Balancing over the ski in transition is the deal... All too often though, for many unless properly coached, shortening the inside leg without containing the inside foot gets people inside and back. If I can sort out the 'over' in that moment before transition and sort the feet out, then we're ready for long leg, short leg and maybe even leveling the pelvis.

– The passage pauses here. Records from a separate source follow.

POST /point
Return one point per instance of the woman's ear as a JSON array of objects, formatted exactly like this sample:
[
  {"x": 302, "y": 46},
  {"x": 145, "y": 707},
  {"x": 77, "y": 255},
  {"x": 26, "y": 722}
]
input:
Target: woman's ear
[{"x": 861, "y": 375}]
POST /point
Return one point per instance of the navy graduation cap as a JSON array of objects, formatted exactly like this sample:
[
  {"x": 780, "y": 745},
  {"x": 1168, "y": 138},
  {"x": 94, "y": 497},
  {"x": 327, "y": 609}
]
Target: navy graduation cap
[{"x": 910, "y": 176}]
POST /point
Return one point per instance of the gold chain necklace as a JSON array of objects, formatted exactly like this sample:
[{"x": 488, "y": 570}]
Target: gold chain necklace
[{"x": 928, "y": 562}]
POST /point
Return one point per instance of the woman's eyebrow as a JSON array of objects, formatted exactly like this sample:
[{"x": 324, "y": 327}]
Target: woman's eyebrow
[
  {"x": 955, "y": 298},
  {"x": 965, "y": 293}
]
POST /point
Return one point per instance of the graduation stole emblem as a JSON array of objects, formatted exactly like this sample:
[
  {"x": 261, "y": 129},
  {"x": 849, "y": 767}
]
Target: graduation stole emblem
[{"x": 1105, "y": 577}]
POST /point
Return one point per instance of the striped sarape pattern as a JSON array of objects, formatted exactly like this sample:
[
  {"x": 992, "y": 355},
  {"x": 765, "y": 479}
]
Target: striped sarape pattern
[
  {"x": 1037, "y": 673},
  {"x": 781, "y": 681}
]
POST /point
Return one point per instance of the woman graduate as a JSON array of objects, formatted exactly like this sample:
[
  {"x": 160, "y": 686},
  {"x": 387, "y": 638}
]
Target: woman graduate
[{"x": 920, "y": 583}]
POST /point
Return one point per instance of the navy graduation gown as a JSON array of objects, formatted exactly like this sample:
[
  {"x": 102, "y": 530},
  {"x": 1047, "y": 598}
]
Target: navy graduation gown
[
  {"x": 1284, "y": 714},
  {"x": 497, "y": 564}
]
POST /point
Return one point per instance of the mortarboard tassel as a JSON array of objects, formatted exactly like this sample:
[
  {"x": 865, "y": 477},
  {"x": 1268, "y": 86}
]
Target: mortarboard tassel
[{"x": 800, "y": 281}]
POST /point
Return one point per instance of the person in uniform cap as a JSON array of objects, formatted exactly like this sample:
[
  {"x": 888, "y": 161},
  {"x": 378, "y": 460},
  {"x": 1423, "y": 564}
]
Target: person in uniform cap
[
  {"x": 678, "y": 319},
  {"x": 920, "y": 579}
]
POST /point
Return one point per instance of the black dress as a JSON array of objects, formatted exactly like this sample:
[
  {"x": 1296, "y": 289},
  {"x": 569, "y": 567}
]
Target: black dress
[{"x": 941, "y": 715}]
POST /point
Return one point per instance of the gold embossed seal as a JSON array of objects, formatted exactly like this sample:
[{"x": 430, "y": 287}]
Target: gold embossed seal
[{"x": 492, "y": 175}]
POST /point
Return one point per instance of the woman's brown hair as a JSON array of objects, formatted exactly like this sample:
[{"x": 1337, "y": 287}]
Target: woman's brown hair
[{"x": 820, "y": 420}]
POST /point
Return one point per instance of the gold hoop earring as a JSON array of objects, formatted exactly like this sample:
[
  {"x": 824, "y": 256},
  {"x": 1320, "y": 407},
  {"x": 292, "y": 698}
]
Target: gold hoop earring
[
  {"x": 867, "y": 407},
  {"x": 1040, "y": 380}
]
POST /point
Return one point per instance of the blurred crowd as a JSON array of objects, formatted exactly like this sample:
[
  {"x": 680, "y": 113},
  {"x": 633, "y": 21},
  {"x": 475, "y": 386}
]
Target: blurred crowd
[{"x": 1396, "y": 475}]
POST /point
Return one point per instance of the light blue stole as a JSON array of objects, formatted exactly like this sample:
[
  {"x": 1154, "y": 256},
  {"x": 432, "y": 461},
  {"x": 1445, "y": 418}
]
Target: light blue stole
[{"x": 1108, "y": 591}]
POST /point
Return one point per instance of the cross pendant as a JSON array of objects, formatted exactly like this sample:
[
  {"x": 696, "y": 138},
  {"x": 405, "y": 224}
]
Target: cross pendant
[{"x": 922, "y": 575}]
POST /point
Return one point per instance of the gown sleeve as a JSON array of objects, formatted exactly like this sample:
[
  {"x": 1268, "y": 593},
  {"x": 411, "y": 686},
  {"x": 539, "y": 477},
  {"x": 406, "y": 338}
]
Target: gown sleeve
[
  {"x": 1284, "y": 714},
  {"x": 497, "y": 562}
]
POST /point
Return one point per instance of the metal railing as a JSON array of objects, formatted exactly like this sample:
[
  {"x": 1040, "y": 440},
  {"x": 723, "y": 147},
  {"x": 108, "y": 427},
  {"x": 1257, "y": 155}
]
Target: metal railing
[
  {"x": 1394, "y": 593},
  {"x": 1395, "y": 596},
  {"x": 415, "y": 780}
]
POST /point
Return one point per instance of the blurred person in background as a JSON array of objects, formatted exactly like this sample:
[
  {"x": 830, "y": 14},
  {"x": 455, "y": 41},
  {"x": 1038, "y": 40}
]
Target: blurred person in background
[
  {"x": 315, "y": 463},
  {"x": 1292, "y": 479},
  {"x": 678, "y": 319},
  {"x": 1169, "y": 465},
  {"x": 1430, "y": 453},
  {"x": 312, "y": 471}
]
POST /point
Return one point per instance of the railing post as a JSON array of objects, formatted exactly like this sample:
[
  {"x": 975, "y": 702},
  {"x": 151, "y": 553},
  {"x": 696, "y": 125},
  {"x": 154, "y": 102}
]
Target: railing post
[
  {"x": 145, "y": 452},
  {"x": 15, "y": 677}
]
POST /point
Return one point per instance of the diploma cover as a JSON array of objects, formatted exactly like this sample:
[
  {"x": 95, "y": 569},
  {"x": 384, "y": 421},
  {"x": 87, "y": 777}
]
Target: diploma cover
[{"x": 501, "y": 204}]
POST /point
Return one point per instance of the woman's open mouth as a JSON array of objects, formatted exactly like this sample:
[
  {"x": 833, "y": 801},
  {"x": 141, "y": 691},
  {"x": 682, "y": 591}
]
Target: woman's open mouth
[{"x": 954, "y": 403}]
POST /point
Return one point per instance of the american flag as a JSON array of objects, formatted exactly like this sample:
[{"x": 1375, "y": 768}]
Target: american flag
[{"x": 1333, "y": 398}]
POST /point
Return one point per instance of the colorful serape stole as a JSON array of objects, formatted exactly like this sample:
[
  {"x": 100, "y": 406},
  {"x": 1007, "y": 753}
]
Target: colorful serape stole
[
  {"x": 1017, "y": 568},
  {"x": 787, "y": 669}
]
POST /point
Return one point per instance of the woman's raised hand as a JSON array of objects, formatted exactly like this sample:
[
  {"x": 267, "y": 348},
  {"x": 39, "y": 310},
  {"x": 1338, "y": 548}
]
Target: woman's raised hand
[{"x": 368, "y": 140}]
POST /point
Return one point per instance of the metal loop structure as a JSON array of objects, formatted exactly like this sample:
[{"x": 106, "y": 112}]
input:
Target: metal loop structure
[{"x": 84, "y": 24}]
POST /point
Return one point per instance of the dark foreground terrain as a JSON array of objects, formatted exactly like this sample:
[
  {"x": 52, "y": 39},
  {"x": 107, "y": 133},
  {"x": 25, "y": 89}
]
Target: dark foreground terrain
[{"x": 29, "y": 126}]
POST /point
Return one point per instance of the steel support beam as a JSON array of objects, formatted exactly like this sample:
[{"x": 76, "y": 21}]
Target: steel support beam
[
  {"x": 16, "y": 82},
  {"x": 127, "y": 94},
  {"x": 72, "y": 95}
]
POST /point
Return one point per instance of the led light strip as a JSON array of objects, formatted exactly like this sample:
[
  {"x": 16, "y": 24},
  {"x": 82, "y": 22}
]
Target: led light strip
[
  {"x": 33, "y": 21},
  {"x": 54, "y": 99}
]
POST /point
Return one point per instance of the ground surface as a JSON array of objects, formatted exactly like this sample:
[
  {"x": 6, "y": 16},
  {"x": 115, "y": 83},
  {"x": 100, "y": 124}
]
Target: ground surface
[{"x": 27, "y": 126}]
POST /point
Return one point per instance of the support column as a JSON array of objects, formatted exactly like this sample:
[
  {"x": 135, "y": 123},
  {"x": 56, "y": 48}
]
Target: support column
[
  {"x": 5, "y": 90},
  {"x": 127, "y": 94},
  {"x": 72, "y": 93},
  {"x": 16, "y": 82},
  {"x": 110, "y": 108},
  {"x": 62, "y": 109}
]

I don't follow the balance on the inside edge versus the entire ski distinction, but
@markojp nailed it.
The balance
around transition, when the skier is not standing strong on a grinding ski is the deal. When the ski is grinding, bending, you got your pressure, it's turning whatever, that's the easy part. With enough training, wine abstinence
and tuned equipment, anyone can stand on one foot
Developing balance on an edge that's not really "there", as your body parts are re-arranging for the new turn, that's the magic trick and it's all about the dynamics, not the statics of COM/BOS balance as you're grinding.
The point being - as you're moving up the stack, you have to stop grinding the ski. So although normally presented as expert level, balancing on a grinding ski, at whatever angle you can think of (including hip to snow), is just the entry level for true performance skiing...
That's why imho, the true measure of an expert skier is not doing whatever GS carved turns on a SL ski on a black run, that we see everyone doing all over youtube (where all you need is big angles and grinding the ski) but doing true slalom turns on a black run. Grind that!